Na decisão exarada nos EREsp 770969/RS explica-se, por meio de exegese gramatical, porque o rol do §5° deve ser exemplificativo:
“As medidas previstas no § 5º do art. 461 do CPC foram antecedidas da expressão ‘tais como’, o que denota o caráter não-exauriente da enumeração. Assim, o legislador deixou ao prudente arbítrio do magistrado a escolha das medidas que melhor se harmonizem às peculiaridades de cada caso concreto.”
No mesmo sentido temos a decisão proferida no REsp 869843/RS que estabelece que se o legislador não fez um rol taxativo no §5° do art. 461 do CPC, mas exemplificativo, seria possível o sequestro ou bloqueio de verba pública necessária à aquisição de medicamento objeto da tutela deferida, ainda mais em se tratando de direitos fundamentais à saúde e à vida, o que por si só bastaria para relativizar um rol fechado de normas infraconstitucionais. Continua a decisão:
“A Constituição não é ornamental, não se resume a um museu de princípios, não é meramente um ideário; reclama efetividade real de suas normas. Destarte, na aplicação das normas constitucionais, a exegese deve partir dos princípios fundamentais, para os princípios setoriais. E, sob esse ângulo, merece destaque o princípio fundante da República que destina especial proteção a dignidade da pessoa humana.
(...)
Outrossim, a tutela jurisdicional para ser efetiva deve dar ao lesado resultado prático equivalente ao que obteria se a prestação fosse cumprida voluntariamente. O meio de coerção tem validade quando capaz de subjugar a recalcitrância do devedor. O Poder Judiciário não deve compactuar com o proceder do Estado, que condenado pela urgência da situação a entregar medicamentos imprescindíveis proteção da saúde e da vida de cidadão necessitado, revela-se indiferente à tutela judicial deferida e aos valores fundamentais por ele eclipsados.”

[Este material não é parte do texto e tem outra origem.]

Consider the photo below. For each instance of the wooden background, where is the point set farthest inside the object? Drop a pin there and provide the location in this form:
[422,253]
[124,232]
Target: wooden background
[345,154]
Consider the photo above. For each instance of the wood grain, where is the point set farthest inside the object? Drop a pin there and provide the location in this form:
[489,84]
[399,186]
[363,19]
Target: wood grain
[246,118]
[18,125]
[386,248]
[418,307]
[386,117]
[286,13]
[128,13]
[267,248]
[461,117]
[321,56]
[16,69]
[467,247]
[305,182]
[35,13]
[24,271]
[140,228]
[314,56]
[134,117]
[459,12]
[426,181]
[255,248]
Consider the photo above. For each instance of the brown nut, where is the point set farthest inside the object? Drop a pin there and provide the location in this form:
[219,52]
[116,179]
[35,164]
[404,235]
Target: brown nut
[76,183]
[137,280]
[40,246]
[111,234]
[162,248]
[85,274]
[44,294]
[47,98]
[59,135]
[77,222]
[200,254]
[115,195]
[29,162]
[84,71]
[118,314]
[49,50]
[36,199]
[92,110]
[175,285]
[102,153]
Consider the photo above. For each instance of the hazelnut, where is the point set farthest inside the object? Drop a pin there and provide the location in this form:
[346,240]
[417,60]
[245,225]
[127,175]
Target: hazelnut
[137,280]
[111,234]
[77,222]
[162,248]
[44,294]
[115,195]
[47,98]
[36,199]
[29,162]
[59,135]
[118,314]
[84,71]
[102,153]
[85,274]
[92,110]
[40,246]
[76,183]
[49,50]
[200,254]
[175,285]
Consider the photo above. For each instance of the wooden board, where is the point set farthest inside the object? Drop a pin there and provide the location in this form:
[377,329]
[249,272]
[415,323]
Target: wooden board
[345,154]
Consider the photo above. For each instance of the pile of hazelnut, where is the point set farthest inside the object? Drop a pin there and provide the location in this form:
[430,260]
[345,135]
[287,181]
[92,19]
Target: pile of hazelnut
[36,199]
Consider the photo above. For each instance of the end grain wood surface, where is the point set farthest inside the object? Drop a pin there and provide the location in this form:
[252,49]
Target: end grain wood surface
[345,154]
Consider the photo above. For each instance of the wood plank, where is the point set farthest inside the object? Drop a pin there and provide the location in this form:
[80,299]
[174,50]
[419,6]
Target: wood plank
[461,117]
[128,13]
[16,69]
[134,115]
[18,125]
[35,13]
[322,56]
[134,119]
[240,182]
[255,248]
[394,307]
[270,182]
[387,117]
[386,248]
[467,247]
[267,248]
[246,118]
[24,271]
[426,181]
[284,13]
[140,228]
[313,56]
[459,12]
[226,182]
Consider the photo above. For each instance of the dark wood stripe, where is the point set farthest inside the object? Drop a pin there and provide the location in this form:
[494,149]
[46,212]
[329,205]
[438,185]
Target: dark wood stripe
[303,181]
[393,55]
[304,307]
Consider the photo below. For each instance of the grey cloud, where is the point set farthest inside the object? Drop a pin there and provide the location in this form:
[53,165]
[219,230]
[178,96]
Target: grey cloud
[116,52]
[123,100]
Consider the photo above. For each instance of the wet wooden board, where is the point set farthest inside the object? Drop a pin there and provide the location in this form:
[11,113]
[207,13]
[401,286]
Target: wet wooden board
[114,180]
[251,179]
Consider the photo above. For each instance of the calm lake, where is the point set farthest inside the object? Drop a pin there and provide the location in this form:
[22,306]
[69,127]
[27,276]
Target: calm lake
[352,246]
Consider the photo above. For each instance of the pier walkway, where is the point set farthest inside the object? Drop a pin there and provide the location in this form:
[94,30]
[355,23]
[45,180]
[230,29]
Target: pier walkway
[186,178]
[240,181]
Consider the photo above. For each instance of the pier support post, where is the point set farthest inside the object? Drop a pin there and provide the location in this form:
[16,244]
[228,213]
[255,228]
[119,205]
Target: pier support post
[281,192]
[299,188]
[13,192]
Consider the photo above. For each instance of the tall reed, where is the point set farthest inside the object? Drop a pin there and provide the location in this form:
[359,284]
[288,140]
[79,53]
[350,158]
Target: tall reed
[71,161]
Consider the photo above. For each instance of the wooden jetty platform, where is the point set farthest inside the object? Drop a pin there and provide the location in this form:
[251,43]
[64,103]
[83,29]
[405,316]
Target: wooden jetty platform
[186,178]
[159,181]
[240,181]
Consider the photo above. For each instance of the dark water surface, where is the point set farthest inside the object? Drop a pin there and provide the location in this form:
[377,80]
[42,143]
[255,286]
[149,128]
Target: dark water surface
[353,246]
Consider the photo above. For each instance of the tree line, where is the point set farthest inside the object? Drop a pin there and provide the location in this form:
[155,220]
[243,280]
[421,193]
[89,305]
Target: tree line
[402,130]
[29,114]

3. DA APLICAÇÃO DE MULTA COERTIVA CONTRA A ADMINISTRAÇÃO PÚBLICA.
Com esteio no §4º do art. 461 do CPC/73 (atual art. 537), o qual estabelece expressamente que o juiz poderá impor multa diária ao réu, a jurisprudência majoritária aceita a imposição de multa coercitiva contra a Fazenda Pública, sem maiores distinções técnicas da aplicação contra um particular.
O STJ possui entendimento consolidado de que a Fazenda Pública pode ser alvo de multa coercitiva:
PROCESSUAL CIVIL E ADMINISTRATIVO. AGRAVO REGIMENTAL NO RECURSO ESPECIAL. OBRIGAÇÃO DE FAZER. APLICAÇÃO DE MULTA CONTRA A FAZENDA PÚBLICA (ASTREINTES). POSSIBILIDADE. JURISPRUDÊNCIA PACÍFICA DO STJ. 1. Esta Corte Superior de Justiça possui entendimento sedimentado de que, em se tratando de obrigação de fazer, é permitida ao Juízo a imposição de multa cominatória ao devedor, mesmo que seja contra a Fazenda Pública. Precedentes: AgRg no REsp 1129903/GO, Rel. Ministro Hamilton Carvalhido, Primeira Turma, DJe 24/11/2010; AgRg no Ag 1247323/SC, Rel. Ministro Herman Benjamin, Segunda Turma, DJe 01/07/2010; AgRg no REsp 1064704/SC, Rel. Ministro Francisco Falcão, Primeira Turma, DJe 17/11/2008). 2. Agravo regimental não provido.(STJ - AgRg no REsp: 1358472 RS 2012/0264537-7, Relator: Ministro BENEDITO GONÇALVES, Data de Julgamento: 15/08/2013, T1 - PRIMEIRA TURMA, Data de Publicação: DJe 22/08/2013)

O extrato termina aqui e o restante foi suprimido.